経団連は11月25日までに、「国家ブランドの構築に向けた提言」をまとめ、公表した。世界の日本に対する信頼、憧れが強まっていることを背景に、国家(ジャパン)ブランド力をさらに強化し、国内にヒト、モノ、カネ、情報を呼び込む必要性を指摘。
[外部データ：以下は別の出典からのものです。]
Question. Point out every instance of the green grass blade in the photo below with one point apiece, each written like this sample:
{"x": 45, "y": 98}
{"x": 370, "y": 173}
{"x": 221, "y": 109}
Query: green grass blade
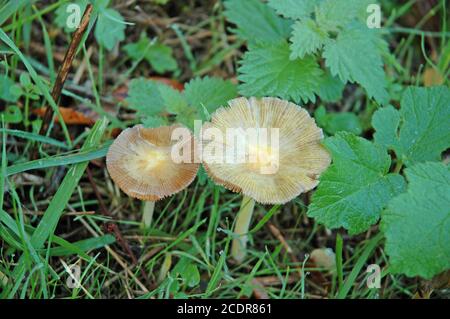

その上で、当面の課題や深化の方向性、経済界の取り組みを示した。
提言はジャパン・ブランド強化に向け、(1)国家戦略への明確な位置付け(2)官邸を中心に各省庁の施策のPDCAサイクル(業務プロセスの管理手法の一つ)の構築—を求めた。
(1)については、「クールジャパン戦略を発展的に再構築し、高い品質・生産性、科学技術、都市や交通・流通網など、より幅広い日本のスペシャリティ(持ち味)の発信、インベスト・ジャパン(対日投資の拡大)も抱合させ、国内にヒト、モノ、カネ、情報を呼び込む戦略とすべきだ」とした。
PDCAサイクルでは留意すべき点として、(1)知日派や日系人ネットワークの活用(2)国際会議・見本市の開催数など重要業績評価指標(KPI)の設定(3)在外公館の役割の明確化・強化(4)和食をはじめ、日本の多様な食文化の戦略的な海外展開—などを挙げた。
一方、深化の方向性では国際観光・クリエイティブ産業特区の整備とMICE戦略の立案・遂行を提言。
このなかで、国家戦略特区を活用した「国際観光・クリエイティブ産業特区」の実現を求め、「まち丸ごと一つが日本の魅力のショーケースとなる店舗、施設が集積した『クールジャパン総本山』であり、クリエイティブ産業と関連の教育機関、インキュベーション施設が集まる地域を創出する」とした。
MICEについては、世界最大級の国際会議などを誘致、開催を可能にする大規模MICE施設を整備すべきだとし、(1)国際空港から30分圏内といった海外からの良好なアクセス(2)宿泊施設やレストラン、映画祭の受賞式などの式典も開催可能な機能・規模を持つシアターホールやショッピング施設の整備など、参加者の満足度を高める利便性、快適性—などを求めた。
提言はまた、経済界の取り組みとしてオリンピック・パラリピックでジャパン・ブランドの体現を目指す「ジャパン・ブランド&イノベーション2020構想(仮称)」を提案、経団連も積極的に参画する考えを示した。